2. The method of claim 1 wherein said (e) is replaced by:

if said d>=S.split then.

3. A computer readable storage medium having stored thereon instructions, which when executed performs the method of claim 1.

4. A system comprising a processor coupled to a memory, which when executing a set of instructions performs the method of claim 1.

5. A computer implemented method for efficient indexed storage for unstructured content comprising:

(a) inputting a node N;

(b) inputting a query vector q;

(c) inputting a distance h;

(d) if said N is a leaf node then;

(d1) computing a distance e.i=∥q−x.i∥ for each vector x.i (i=1, . . . , n) contained in node N;

(d2) returning all elements with a distance e.i<h; and

(d3) outputting said elements to a user;

(e) else;

(e1) obtaining a splitter S from said node N;

(e2) computing d=<q−S.avg, S.avg>;

(e3) computing distance from q to hyperplane=sqrt(|S.split−d|);

(f) if said distance h>sqrt(|S.split−d|) then:

(f1) computing SearchFiniteNeighborhood (N.upper, q, h) by completing steps (a)-(g1) wherein N at (a) is N.upper;

(f2) computing SearchFiniteNeighborhood (N.lower, q, h) by completing steps (a)-(h1) wherein N at (a) is N.lower;

(f3) computing a union of results (e1) and (e2) and returning said union of results (e1) and (e2);

(g) else if said d>S.split then:

(g1) returning results from SearchFiniteNeighborhood(N.upper, q, h);

(h) else:

(h1) returning results from SearchFiniteNeighborhood(N. lower, q, h).
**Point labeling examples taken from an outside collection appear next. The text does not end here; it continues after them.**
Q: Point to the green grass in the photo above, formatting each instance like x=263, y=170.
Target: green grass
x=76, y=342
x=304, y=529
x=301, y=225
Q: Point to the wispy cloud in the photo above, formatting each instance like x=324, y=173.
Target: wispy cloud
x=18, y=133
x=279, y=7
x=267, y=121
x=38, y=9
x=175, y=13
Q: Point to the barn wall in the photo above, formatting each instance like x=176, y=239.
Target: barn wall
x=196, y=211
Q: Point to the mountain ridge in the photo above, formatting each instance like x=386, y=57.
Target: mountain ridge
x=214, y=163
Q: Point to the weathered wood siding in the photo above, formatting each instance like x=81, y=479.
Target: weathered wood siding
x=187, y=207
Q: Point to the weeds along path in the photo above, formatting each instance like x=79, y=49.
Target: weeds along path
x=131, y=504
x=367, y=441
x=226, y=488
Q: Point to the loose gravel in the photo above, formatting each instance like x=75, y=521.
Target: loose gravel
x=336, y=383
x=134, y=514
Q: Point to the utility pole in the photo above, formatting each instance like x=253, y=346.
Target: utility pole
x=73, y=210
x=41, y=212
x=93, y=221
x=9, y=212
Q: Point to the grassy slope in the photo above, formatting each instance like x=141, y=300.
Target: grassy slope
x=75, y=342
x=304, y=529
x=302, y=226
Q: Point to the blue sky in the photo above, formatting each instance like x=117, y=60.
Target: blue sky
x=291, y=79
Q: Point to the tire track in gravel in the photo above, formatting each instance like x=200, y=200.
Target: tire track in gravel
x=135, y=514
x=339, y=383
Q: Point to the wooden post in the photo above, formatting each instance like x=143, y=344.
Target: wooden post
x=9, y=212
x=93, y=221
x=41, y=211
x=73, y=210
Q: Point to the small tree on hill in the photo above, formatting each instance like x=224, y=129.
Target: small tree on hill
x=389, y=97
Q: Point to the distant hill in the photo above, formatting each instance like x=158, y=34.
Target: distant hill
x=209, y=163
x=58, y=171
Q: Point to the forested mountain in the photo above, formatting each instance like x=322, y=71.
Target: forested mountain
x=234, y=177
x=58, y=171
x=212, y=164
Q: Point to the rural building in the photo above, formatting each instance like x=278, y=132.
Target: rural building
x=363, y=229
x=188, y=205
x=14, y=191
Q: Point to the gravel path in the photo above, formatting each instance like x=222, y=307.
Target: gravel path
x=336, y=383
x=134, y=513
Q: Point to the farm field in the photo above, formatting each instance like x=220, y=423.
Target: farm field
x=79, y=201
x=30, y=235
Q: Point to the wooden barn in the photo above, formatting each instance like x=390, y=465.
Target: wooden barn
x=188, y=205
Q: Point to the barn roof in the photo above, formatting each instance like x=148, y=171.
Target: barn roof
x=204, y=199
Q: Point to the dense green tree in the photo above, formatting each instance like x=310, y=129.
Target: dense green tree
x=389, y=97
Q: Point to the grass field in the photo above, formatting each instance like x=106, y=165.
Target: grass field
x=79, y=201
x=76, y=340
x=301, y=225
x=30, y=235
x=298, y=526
6. A computer readable storage medium having stored thereon instructions, which when executed performs the method of claim 5.

7. A system comprising a processor coupled to a memory, which when executing a set of instructions performs the method of claim 5.

8. An apparatus for efficient indexed storage for unstructured content comprising:

means for using a plurality of inner products to build an indexed structure; and

means for finding a most similar item to one in said indexed structure.

9. The apparatus of claim 8 further comprising means for representing unstructured content data elements by vectors in said plurality of inner products.

10. The apparatus of claim 8 further comprising means for insertion and means for query wherein said means for insertion and said means for query are timing related proportionally to log(N) wherein N is a collection of N items in said indexed structure.

11. The apparatus of claim 8 further comprising means for determining a split value.

12. The apparatus of claim 11 further comprising means for using said split value in means for splitting said plurality of inner products into two groups.